While the MX-02 and MX-03 shared some of the same futuristic design cues, the MX-04 was completely different. Revealed at the 1987 Tokyo Motor Show, the MX-04 was a front-engine rear-wheel drive sports car chassis that had removable fibreglass panels, but not just one, but two different sets, allowing the car to switch from a glass dome roofed coupe to a beach buggy style open sided roadster. Powered by a rotary engine this barmy shape-shifting sports car was never a serious contender for production, but little did outsiders know that Mazda was already developing the MX-5, and just two-years later, the most famous car to wear a MX badge arrived.

The next cars to wear the MX badge were the MX-3 and MX-6 production coupes, both built on the MX-5’s success and offered very different coupe styles, but in the 1990s arguably the most radical car to wear the MX badge was the Mazda MXR-01. After the rotary powered Mazda 787B took victory in the 1991 Le Mans 24 Hours, the FIA promptly banned rotary powered cars, leaving Mazda looking for a new car for the 1992 World Sportscar Championship at very short notice. A solution arrived in the shape of the incredible Mazda MXR-01 prototype race car. Based on the previous seasons Jaguar XJR-14, the British firms’ withdrawal from sportscar racing, allowed Mazda to adapt this radical Ross Brawn designed prototype and fit a Mazda badged V10 Judd engine. Famed for its incredible grip and downforce, just five examples where built, but sadly the collapse of the World Sportscar Championship at the end of 1992 spelt the end of Mazda’s world level motorsport programme and denied the MXR-01 the chance of success.
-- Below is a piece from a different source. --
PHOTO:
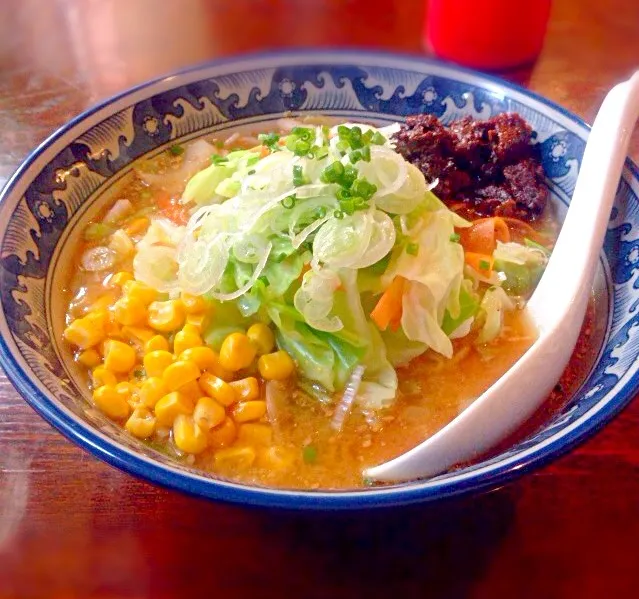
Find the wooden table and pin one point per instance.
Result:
(73, 527)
Into the 21st century the MX moniker returned to adorn concept cars: the 2001 MX-Sport Tourer concept was a radical MPV concept with freestyle doors and sweeping body design, that highlighted the fact an MPVs did not have to be boxy or dull, something the resulting Mazda5 proved. In fact, the 2004 Mazda MX-Flexa was a concept that was even closer to the final ground-breaking Mazda5 production car, sharing its popular sliding rear doors.

The 2002 MX-Sport Runabout concept previewed the modern look of the second-generation Mazda2, the 2003 MX-Sportif was the concept that previewed the first generation Mazda3 and the MX-MicroSport was a US focused hatchback concept revealed at the 2004 Detroit Motor Show. But the nineties MX concept that really started Mazda on the road to another success story, was the 2005 MX-Crossport. Inspired by the Mazda RX-8 sportscar this was a sporty looking SUV concept with sculpted wheel arches, slender headlamps and bold shoulder lines that previewed the Mazda CX-7 – a pivotal car that established a lineage of award-winning SUVs that leads to today’s CX-5, CX-30 and MX-30.

So 40 years after its debut, the restoration of the first ever MX model has appropriately allowed the MX-81 Aria to sit alongside the Mazda MX-30 – a car that represents a new chapter in Mazda’s history.